The AGIA legislation did not guarantee that a pipeline would ever be built, but it did give the winning company access to $500 million from Alaskan taxpayers. This is money that TransCanada will use to promote an unique legal theory to get a proposed pipeline through US and Canadian regulations and application processes.
Naturally, the Alaskans in favor of the "All-Alaskan" route felt a bit betrayed by Governor Palin, but this was business and the Alberta tar sands needed the gas. During the fight to push through her AGIA legislation one of Governor Palin’s key supporters in the Alaskan House, Rep. Carl Gatto, explained why the TransCanada deal had to be approved (emphasis added):
TransCanada tells us it has all the permits required to build in Canada. Is that important? It's invaluable. The pipeline route goes through First Nations Property. Without current permits it would take some time (if not forever) to obtain them. I recall the lengthy legal process to build the Alaska pipeline across Alaska Native lands. Likewise, in Canada it's nearly impossible to cross First Nations, unless you already have the permits. TransCanada has legal access.
Canadian petroleum production is regulated by the National Energy Board while in the USA it is the Federal Energy Regulatory Commission. Both governments eagerly await a pipeline. Canada needs Alaska gas in Alberta to produce oil from the Alberta Tar Sands. The tar sands hold more oil than Saudi Arabia. Alaska needs a pipeline for scores of reasons known for years: regional economies, local/national market demands, contribution to U.S. energy independence, and contending with the exorbitant cost of energy in Alaska. For both Alaska and Canada, the Alaska-Canada gas pipeline is a natural marriage.
Once the deal was pushed through, Wally Hickel a former Governor of Alaska condemned the diversion of gas to the tar sands and punctured the "lie" that the gas was needed in the Lower 48 (emphasis added):
This was a terrible blunder. There are not many Alaskans who believe that a Canadian company will do a better job than we would in looking out for Alaska's interests. At a time of high energy costs in Alaska and a national economy threatened with recession, we need action. This decision will only cause delay. [snip]

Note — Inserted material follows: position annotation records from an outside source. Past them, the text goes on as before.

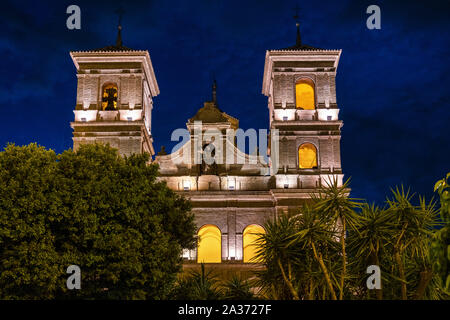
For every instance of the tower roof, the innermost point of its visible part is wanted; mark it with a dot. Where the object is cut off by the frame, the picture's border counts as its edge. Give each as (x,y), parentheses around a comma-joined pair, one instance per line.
(210,112)
(119,44)
(298,41)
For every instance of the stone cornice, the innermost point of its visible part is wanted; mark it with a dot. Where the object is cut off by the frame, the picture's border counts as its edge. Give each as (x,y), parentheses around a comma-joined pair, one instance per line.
(141,56)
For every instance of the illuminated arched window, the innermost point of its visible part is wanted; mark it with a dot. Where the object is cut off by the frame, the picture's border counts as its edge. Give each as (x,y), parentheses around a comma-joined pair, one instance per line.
(307,156)
(250,235)
(209,245)
(109,97)
(304,94)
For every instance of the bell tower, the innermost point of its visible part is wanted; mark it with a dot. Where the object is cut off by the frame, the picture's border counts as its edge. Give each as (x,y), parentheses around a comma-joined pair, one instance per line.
(299,82)
(115,91)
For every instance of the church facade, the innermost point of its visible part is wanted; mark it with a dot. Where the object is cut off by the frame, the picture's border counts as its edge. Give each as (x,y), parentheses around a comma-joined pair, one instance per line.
(232,193)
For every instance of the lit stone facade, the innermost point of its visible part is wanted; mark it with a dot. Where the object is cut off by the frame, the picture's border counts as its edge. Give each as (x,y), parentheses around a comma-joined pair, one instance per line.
(238,192)
(127,126)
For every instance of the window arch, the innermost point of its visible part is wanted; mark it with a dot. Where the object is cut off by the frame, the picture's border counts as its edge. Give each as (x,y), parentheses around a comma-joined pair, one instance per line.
(109,97)
(304,94)
(209,248)
(307,156)
(249,237)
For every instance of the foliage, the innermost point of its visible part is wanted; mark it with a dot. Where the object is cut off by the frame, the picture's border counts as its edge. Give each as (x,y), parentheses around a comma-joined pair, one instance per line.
(199,285)
(323,251)
(206,285)
(440,249)
(237,289)
(94,209)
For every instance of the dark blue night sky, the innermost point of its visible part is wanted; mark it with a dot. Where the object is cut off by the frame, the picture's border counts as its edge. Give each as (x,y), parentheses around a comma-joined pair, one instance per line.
(392,84)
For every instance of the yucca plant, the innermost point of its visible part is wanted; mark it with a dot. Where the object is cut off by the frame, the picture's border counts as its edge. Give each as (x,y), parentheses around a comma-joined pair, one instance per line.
(411,234)
(274,251)
(333,201)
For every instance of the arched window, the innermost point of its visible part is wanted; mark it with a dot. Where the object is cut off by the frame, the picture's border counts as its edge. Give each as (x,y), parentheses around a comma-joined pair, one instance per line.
(250,235)
(307,156)
(109,97)
(304,94)
(209,245)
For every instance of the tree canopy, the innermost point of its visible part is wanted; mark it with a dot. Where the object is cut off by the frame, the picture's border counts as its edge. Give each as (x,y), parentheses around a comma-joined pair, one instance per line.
(92,208)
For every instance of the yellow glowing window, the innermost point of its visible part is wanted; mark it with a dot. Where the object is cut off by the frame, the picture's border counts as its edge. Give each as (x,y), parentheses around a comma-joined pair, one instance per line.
(109,97)
(250,235)
(307,156)
(209,245)
(304,94)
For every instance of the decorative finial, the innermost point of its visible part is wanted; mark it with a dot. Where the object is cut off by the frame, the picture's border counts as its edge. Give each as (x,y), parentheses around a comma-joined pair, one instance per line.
(297,24)
(120,12)
(162,152)
(215,92)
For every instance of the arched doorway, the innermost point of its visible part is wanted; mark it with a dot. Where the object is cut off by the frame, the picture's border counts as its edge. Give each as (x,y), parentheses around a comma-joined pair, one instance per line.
(249,237)
(209,248)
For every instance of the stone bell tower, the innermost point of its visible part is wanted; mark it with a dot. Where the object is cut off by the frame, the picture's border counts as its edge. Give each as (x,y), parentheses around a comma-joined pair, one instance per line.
(299,82)
(115,91)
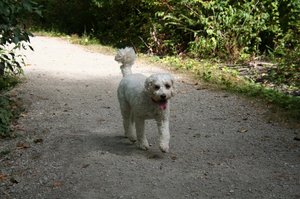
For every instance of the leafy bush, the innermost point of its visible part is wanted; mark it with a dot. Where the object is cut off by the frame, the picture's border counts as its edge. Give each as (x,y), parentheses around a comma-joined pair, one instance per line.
(13,34)
(5,116)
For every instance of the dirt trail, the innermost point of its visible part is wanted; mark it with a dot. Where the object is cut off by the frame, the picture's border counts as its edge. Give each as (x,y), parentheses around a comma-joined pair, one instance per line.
(71,141)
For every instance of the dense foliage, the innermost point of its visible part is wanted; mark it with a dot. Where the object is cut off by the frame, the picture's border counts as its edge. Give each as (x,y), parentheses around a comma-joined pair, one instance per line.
(13,34)
(228,29)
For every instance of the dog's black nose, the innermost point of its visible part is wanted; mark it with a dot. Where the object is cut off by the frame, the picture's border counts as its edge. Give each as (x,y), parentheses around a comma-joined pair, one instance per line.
(163,96)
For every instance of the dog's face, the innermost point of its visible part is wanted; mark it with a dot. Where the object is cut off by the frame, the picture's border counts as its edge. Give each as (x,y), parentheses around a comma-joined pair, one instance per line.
(160,87)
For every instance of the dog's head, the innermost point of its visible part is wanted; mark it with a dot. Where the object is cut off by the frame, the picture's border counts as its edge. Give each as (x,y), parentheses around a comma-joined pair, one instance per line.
(160,87)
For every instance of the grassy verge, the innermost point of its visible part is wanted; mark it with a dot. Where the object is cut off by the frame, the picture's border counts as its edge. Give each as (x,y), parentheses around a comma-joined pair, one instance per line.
(10,108)
(230,80)
(213,72)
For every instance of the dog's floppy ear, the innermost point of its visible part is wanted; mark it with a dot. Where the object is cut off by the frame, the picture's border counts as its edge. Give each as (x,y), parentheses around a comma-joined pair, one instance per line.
(173,91)
(148,83)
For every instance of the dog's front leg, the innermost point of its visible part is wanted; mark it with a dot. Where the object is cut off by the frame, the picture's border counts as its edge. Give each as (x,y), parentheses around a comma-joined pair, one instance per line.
(142,141)
(164,135)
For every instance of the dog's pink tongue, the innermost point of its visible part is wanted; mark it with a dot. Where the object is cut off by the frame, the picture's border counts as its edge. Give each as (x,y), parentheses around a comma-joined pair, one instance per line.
(163,105)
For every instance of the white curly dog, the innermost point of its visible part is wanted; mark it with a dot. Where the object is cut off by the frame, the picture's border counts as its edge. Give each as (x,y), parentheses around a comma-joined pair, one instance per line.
(143,98)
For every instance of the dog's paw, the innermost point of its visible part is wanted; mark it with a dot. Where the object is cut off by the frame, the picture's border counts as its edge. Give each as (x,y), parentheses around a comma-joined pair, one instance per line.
(164,148)
(143,145)
(132,138)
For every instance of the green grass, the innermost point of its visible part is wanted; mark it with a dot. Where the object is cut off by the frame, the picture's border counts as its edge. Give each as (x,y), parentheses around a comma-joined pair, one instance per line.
(230,80)
(9,108)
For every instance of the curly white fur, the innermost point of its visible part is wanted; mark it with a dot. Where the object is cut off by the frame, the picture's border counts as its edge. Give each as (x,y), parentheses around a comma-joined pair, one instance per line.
(143,98)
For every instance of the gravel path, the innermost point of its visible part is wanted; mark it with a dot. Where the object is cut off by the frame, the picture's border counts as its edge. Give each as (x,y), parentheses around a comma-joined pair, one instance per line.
(71,144)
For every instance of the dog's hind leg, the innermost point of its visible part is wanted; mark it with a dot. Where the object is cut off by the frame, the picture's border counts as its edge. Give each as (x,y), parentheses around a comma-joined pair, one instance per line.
(128,122)
(164,135)
(142,141)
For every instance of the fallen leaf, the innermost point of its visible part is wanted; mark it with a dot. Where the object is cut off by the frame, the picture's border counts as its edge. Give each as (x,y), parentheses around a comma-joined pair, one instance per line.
(242,130)
(57,184)
(22,145)
(38,140)
(85,166)
(14,180)
(3,177)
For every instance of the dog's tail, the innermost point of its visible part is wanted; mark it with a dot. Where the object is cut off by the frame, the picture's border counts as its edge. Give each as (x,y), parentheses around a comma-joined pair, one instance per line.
(127,57)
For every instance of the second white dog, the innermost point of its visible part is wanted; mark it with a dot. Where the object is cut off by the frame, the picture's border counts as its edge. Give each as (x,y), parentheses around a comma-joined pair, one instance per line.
(143,98)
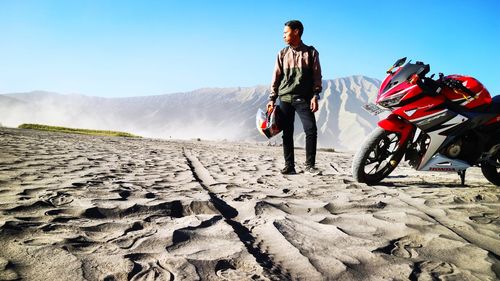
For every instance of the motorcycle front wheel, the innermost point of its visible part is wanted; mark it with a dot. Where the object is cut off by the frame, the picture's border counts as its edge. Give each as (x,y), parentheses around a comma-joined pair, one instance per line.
(490,171)
(377,157)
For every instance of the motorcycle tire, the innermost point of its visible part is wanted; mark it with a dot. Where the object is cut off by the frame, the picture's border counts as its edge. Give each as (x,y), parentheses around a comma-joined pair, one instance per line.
(377,149)
(491,172)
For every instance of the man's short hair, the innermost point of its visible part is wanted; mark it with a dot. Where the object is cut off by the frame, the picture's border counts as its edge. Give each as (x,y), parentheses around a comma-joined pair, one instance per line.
(295,24)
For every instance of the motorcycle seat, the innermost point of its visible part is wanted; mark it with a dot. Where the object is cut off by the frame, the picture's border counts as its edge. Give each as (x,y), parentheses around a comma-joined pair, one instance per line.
(492,108)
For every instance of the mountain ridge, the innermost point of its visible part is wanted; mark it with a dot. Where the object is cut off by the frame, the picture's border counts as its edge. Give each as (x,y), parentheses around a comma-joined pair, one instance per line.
(208,113)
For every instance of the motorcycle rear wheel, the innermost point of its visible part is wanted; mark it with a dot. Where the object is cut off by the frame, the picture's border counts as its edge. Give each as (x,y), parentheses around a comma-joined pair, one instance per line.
(492,172)
(378,157)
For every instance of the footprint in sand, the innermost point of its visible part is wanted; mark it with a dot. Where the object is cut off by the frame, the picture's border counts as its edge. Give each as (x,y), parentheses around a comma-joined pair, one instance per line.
(485,218)
(226,271)
(405,248)
(7,270)
(152,270)
(60,199)
(433,270)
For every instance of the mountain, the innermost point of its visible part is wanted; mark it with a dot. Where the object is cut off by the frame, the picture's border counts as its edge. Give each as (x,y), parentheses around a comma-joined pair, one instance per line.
(212,113)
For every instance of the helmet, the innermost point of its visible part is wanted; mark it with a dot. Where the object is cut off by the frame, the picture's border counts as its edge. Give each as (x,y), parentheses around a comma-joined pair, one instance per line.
(267,122)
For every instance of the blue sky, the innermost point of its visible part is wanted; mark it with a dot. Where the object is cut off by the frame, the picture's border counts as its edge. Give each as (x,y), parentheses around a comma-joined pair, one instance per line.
(119,48)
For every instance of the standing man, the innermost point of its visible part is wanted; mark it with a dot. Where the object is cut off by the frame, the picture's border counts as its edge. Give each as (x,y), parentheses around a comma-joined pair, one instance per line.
(297,83)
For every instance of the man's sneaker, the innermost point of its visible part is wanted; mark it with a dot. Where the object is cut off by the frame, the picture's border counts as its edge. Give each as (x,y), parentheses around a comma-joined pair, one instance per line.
(312,170)
(288,170)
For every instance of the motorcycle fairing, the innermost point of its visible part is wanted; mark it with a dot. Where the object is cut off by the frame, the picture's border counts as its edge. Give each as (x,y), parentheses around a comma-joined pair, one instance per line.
(438,136)
(394,123)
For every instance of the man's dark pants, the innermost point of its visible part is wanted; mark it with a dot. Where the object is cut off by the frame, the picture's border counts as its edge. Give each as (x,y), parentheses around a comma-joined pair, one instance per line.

It's time our leaders admitted that the South 48 doesn't need Alaska gas. As the Wall Street Journal reported earlier this month, thousands of wells are being drilled in Texas, Louisiana and Oklahoma, and analysts are talking about a "gas glut."
And they need to be honest that the motivation for a Canadian line is not to get Alaska gas to America after all. The oil producers want to use our gas to heat up the Alberta tar sands to produce crude oil, an environmental disaster in the making.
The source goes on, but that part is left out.